そして梅雨が明けて、ここ数日は灼熱の太陽が照りつける日々が数日続いている。「今年は冷夏になります」と言った誰かを恨んでみるが、数日前まで「7月なのに長袖来てるよ!」とか言ってたことを思い出してため息をつく。降り続く雨と肺にカビが生えそうな湿気は非常に不快だったが、もし今年オリンピックをやっていたら気温の面は意外と大丈夫だったかもしれない。そういえば『破壊の日』は当初、あらゆる利権と思惑が絡み合った東京オリンピックに向けて「強欲という疫病を祓う」という目的で構想が始まったそうだ。結果として本物の疫病が訪れて東京オリンピック自体は中止になったが、強欲をはじめ元々人類の中に巣食っていたものが新しい疫病に引き寄せられたかのように噴出し、結果として祓わなければいけないものが増えた。映画の公開前夜に行なわれた前夜祭では渋川さんと切腹ピストルズが宮益御嶽神社で祝詞をあげたあと、渋谷の街で練り歩きを行なった。車道を使ったデモの申請の都合で左折しかできなかった結果、宮益坂を下り、スクランブル交差点を左折し、246を左折、そしてヒカリエとスクランブルスクエアの間を抜けて、宮下公園の前を通るという、見事なまでに強欲の塊の中を抜けて行くコースとなった。Protest Rave をやってる者としても新しい抗議行動の形が見えるような気がして、思わず熱くなってしまった。

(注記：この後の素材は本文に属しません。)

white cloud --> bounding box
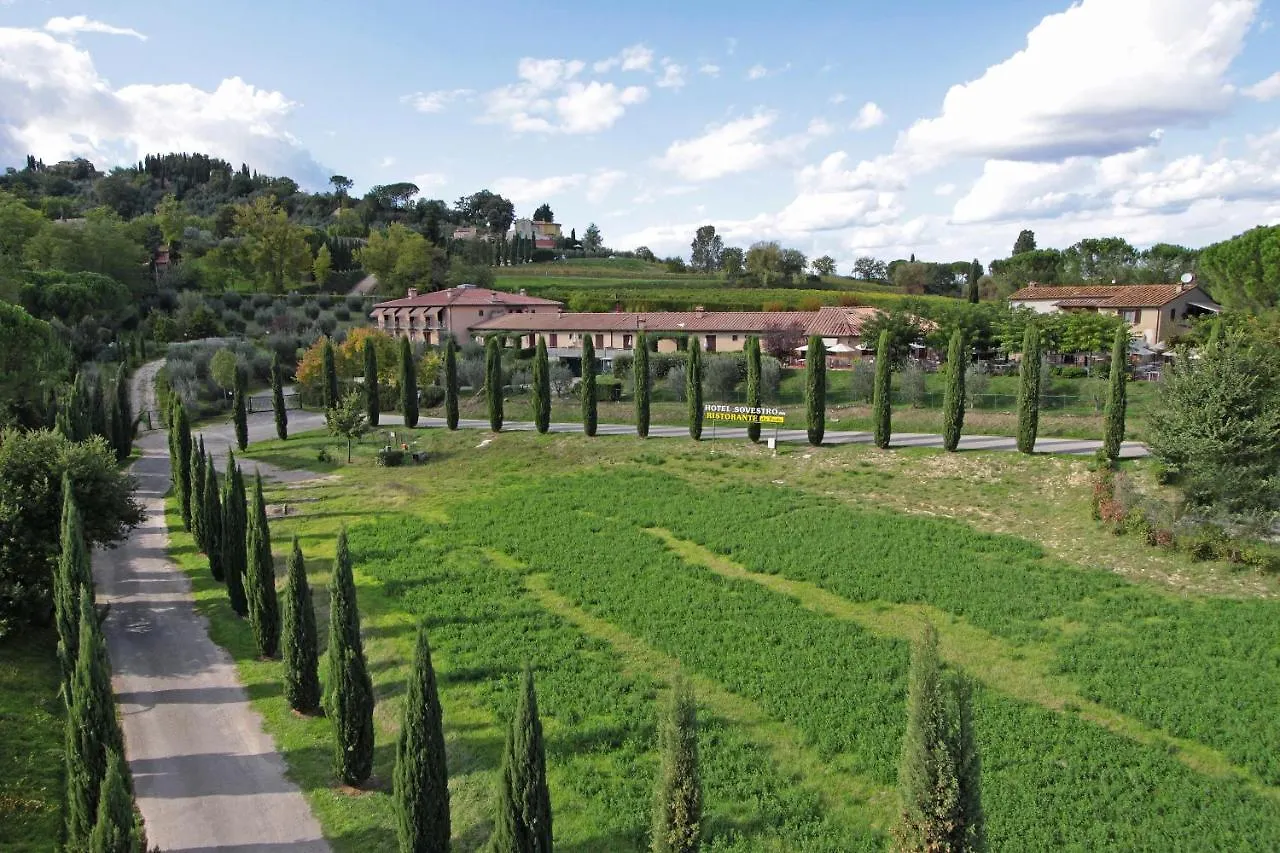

特に宮下公園に対しては、渋谷区が公園を Nike に売ってホームレス排除をやっていた頃に抗議活動に参加したこともあって特別ムカついている。弱者やストリートに息づく文化を排除して、金を持ってる “勝ち組” たちのために作られた庭で飲むスターバックスのコーヒーは美味いですか? そこに入ることを拒否されたもの達が視界に入らない高台から眺める渋谷の景色は美しいですか? 空中庭園が限られた者たちのユートピアだって、SFの定番をよく分かっているじゃないか。そしてSFの定番では、もちろんバビロンは滅びる。Babylon must fall.